The Judaeo-Christian tradition personalizes God. He is portrayed as being actively involved in every part of creation. So, people thank her for good health and a long life, and, in this tradition, one would have to assert that God made millions of mistakes in all the queer people that have lived. This is theologically preposterous.
The biblical wisdom is not really complicated: we are expected to accept and respect all humans as children of the one God. The Vatican attempts to preach that we should treasure all creation while claiming that gays are “objectively disordered.” We love you but your sexual behavior is “intrinsically evil.” What frigid corner of the Vatican emits this spiteful verbiage?
The Second Vatican Council tried to democratize the church. The council fathers sought to move the institution from domination by the hierarchy to real involvement by the people.
Their noble efforts were completely aborted. The clergy, from the pope down, still have all the power and make all the important decisions.
The one significant area where the laity was seriously consulted centered on the use of contraceptives. Pope John XXIII, who summoned the Vatican Council, appointed a number of lay people as well as clerics to advise him on whether Catholics should be allowed to use the contraceptive pill or other “unnatural methods” in planning their families.
John’s successor, Paul VI, expanded the numbers on this important deliberative commission. They reported back with a strong majority favoring a liberal response to the use of contraceptives by married couples. However, Paul decided to reject their advice and to continue the ban on using pills or condoms.
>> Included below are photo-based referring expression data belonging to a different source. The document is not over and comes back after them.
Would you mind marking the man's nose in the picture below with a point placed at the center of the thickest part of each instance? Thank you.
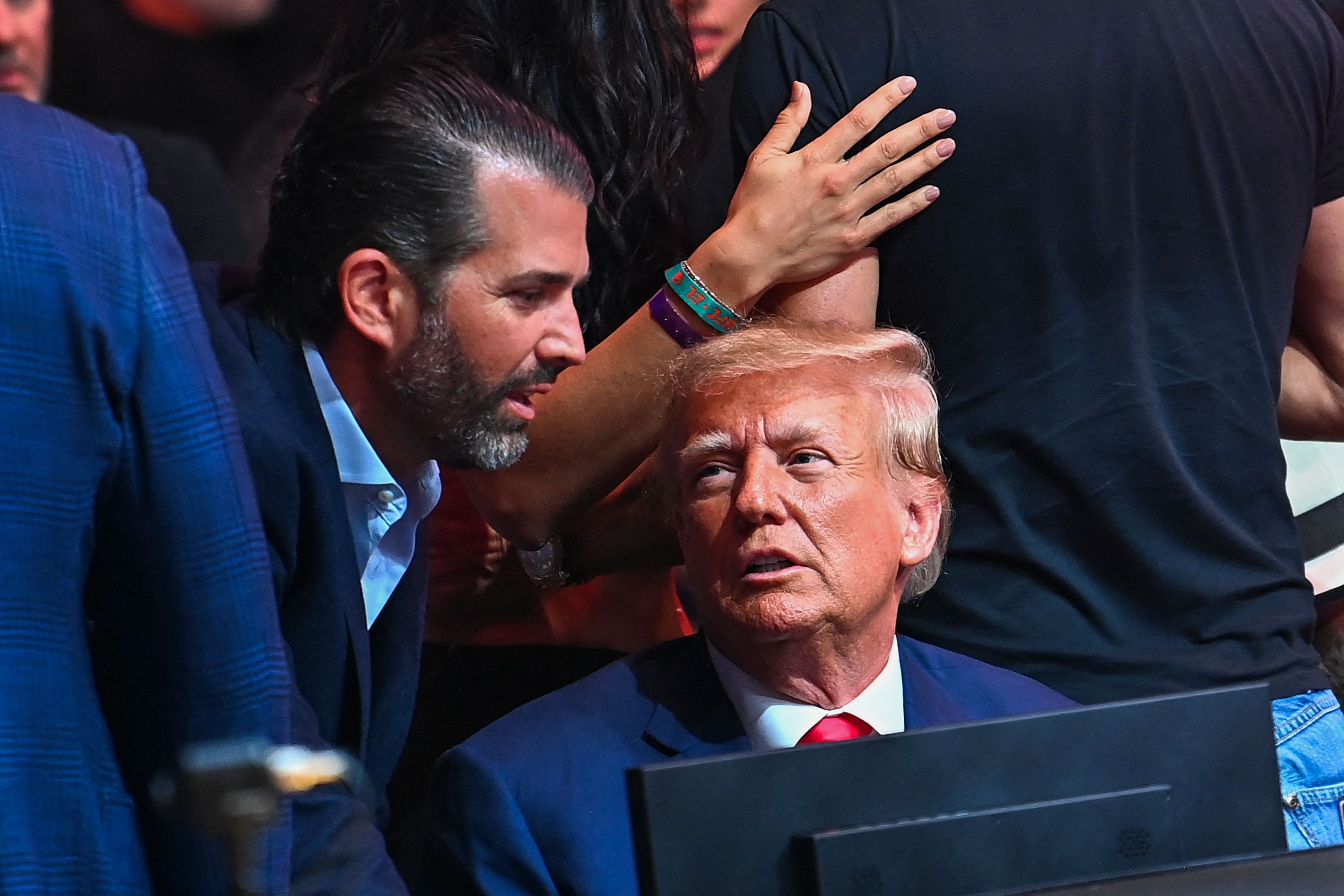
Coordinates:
(760, 499)
(9, 25)
(562, 346)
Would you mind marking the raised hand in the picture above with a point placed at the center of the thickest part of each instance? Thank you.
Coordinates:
(797, 215)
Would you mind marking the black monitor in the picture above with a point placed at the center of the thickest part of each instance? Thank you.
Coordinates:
(996, 806)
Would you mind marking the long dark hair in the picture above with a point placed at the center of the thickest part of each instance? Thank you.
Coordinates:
(388, 162)
(618, 76)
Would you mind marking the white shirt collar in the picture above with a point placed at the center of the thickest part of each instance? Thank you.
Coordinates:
(773, 721)
(384, 514)
(355, 457)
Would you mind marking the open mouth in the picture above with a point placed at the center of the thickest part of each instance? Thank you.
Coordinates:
(521, 401)
(768, 563)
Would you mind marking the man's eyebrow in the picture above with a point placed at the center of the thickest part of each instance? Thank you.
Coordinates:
(706, 444)
(802, 432)
(539, 277)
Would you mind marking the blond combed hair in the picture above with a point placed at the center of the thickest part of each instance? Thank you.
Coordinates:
(893, 365)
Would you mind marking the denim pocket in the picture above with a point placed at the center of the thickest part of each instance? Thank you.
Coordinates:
(1316, 815)
(1310, 734)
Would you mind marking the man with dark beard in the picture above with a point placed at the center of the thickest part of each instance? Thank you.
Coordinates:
(413, 297)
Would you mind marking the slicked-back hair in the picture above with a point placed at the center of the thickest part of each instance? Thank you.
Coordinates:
(390, 162)
(618, 76)
(893, 366)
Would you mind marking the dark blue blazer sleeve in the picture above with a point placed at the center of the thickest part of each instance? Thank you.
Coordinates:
(143, 566)
(336, 844)
(478, 840)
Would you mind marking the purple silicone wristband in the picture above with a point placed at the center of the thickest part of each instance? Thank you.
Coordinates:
(672, 324)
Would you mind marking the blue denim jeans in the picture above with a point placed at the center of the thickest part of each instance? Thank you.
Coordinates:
(1310, 735)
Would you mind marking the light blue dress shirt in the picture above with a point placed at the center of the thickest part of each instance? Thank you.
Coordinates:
(384, 514)
(775, 722)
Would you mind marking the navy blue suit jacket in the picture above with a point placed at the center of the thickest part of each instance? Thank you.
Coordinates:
(358, 684)
(136, 613)
(537, 803)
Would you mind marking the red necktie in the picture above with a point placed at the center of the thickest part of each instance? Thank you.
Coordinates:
(843, 727)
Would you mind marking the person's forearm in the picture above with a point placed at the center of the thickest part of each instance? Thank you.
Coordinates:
(630, 530)
(604, 417)
(1311, 402)
(795, 217)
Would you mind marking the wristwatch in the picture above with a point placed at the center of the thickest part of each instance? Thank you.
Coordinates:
(546, 566)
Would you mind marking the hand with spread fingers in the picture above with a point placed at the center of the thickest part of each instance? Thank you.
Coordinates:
(797, 215)
(795, 218)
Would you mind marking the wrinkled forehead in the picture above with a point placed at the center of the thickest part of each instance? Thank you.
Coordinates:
(814, 404)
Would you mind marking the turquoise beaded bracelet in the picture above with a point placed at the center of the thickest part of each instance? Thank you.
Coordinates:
(701, 300)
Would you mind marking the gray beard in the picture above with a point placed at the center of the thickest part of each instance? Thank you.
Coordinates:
(451, 405)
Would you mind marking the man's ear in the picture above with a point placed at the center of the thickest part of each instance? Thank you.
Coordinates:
(379, 300)
(924, 514)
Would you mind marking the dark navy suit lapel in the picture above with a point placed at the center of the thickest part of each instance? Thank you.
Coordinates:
(693, 715)
(283, 363)
(925, 700)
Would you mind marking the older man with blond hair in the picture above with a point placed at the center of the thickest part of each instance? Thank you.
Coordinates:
(803, 475)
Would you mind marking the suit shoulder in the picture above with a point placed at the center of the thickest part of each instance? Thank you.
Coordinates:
(979, 684)
(53, 150)
(603, 709)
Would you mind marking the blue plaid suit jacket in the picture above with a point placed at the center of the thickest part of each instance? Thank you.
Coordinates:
(136, 609)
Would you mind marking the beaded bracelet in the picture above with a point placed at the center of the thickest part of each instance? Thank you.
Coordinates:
(701, 300)
(672, 323)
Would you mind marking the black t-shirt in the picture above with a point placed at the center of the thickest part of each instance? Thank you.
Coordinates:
(1107, 284)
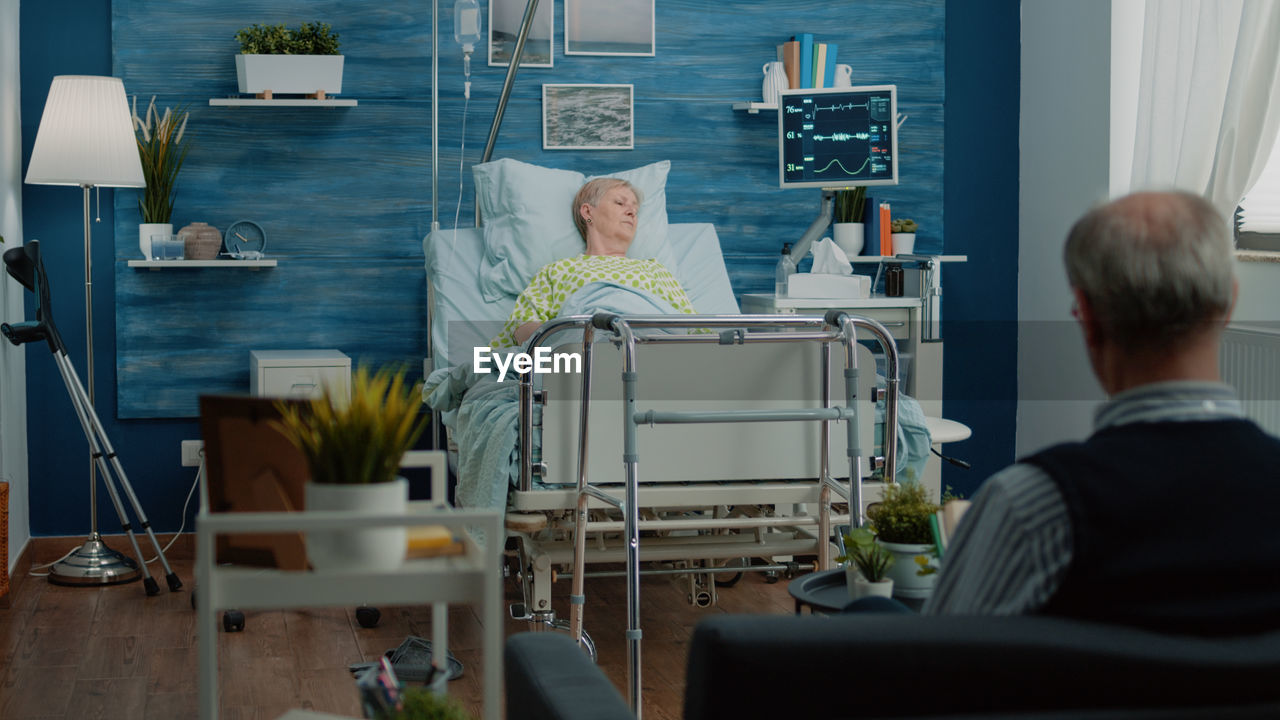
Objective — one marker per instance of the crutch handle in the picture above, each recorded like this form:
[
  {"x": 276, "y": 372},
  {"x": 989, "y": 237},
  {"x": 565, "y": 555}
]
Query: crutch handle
[{"x": 22, "y": 333}]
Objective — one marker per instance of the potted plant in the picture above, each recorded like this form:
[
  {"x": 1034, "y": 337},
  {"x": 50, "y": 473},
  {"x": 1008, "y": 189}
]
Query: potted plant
[
  {"x": 278, "y": 59},
  {"x": 848, "y": 228},
  {"x": 903, "y": 527},
  {"x": 867, "y": 565},
  {"x": 903, "y": 235},
  {"x": 163, "y": 151},
  {"x": 353, "y": 450}
]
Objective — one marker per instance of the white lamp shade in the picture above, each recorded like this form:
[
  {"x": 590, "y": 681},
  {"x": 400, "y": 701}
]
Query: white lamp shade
[{"x": 86, "y": 136}]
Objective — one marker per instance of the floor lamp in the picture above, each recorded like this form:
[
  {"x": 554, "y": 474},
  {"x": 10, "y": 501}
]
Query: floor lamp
[{"x": 86, "y": 139}]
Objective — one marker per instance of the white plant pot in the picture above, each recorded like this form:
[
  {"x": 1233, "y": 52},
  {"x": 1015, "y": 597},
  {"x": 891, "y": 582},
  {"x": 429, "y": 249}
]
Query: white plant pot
[
  {"x": 904, "y": 242},
  {"x": 860, "y": 587},
  {"x": 849, "y": 237},
  {"x": 365, "y": 548},
  {"x": 302, "y": 74},
  {"x": 146, "y": 231},
  {"x": 905, "y": 572}
]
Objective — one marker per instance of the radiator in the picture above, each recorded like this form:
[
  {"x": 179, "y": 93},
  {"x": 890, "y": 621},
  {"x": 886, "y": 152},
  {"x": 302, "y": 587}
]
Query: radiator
[{"x": 1251, "y": 364}]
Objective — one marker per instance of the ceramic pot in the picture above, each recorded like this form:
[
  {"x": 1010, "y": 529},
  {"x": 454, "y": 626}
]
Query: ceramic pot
[
  {"x": 905, "y": 572},
  {"x": 849, "y": 237},
  {"x": 146, "y": 231},
  {"x": 200, "y": 241},
  {"x": 775, "y": 82},
  {"x": 359, "y": 548},
  {"x": 860, "y": 587}
]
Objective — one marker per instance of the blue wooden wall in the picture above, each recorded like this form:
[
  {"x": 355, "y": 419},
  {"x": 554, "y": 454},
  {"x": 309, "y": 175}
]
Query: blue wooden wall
[{"x": 344, "y": 194}]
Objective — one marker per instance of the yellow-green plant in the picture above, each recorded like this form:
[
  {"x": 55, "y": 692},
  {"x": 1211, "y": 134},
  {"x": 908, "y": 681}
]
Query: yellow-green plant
[
  {"x": 360, "y": 441},
  {"x": 161, "y": 150}
]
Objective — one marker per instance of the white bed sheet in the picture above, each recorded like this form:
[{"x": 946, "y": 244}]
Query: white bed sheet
[{"x": 462, "y": 319}]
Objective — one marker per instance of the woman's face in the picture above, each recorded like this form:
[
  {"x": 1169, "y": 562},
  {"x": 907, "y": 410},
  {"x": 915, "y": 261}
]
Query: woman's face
[{"x": 615, "y": 218}]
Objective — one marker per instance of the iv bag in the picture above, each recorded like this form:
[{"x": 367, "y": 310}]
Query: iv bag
[{"x": 466, "y": 23}]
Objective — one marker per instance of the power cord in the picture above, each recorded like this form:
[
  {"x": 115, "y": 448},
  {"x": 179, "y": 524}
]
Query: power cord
[{"x": 955, "y": 461}]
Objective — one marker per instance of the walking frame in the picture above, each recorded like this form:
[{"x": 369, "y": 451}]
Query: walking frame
[
  {"x": 24, "y": 264},
  {"x": 632, "y": 331}
]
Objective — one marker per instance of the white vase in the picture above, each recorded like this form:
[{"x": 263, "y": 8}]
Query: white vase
[
  {"x": 364, "y": 548},
  {"x": 146, "y": 231},
  {"x": 860, "y": 587},
  {"x": 849, "y": 237},
  {"x": 289, "y": 73},
  {"x": 906, "y": 570}
]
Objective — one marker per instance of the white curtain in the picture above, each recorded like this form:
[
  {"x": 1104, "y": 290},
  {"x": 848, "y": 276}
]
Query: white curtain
[
  {"x": 1208, "y": 106},
  {"x": 13, "y": 393}
]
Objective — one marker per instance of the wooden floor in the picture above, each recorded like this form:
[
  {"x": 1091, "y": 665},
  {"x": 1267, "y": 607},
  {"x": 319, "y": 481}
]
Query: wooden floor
[{"x": 106, "y": 652}]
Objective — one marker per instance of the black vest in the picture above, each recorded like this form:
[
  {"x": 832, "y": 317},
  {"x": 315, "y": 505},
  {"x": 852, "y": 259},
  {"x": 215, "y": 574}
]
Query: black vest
[{"x": 1175, "y": 527}]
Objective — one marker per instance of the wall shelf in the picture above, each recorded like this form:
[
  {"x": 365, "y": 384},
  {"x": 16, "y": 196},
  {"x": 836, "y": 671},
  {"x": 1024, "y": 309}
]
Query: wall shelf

It was a disastrous decision that most Catholics disregarded. Paul was canonized 40 years after his death mainly for rejecting the counsel of his team of experts in favor of outmoded thinking from the past and leading the church into an untenable situation where they still preach that it is sinful for a married man to use a condom.
The importance of what the people think – the sensus fidelium – is honored by theologians past and present. “The Spirit breathes where he will, but you know not where he comes from or where he goes.”
When we think of the myriad tales of the sexual abuse of children, it is fair to assert that this spirit of justice and truth did not find a receptive audience among the hierarchy. Decent people were codded by their antics covering up awful crimes and millions walked away in disgust.
Will the day ever come when the power-conscious hierarchy will realize that the struggling family, the people Christ mainly dealt with, usually have better insights into moral issues, especially on sexual matters, than men – yes, always men – whose main claim to righteousness often consists of repeating arguments that explicate outmoded shibboleths.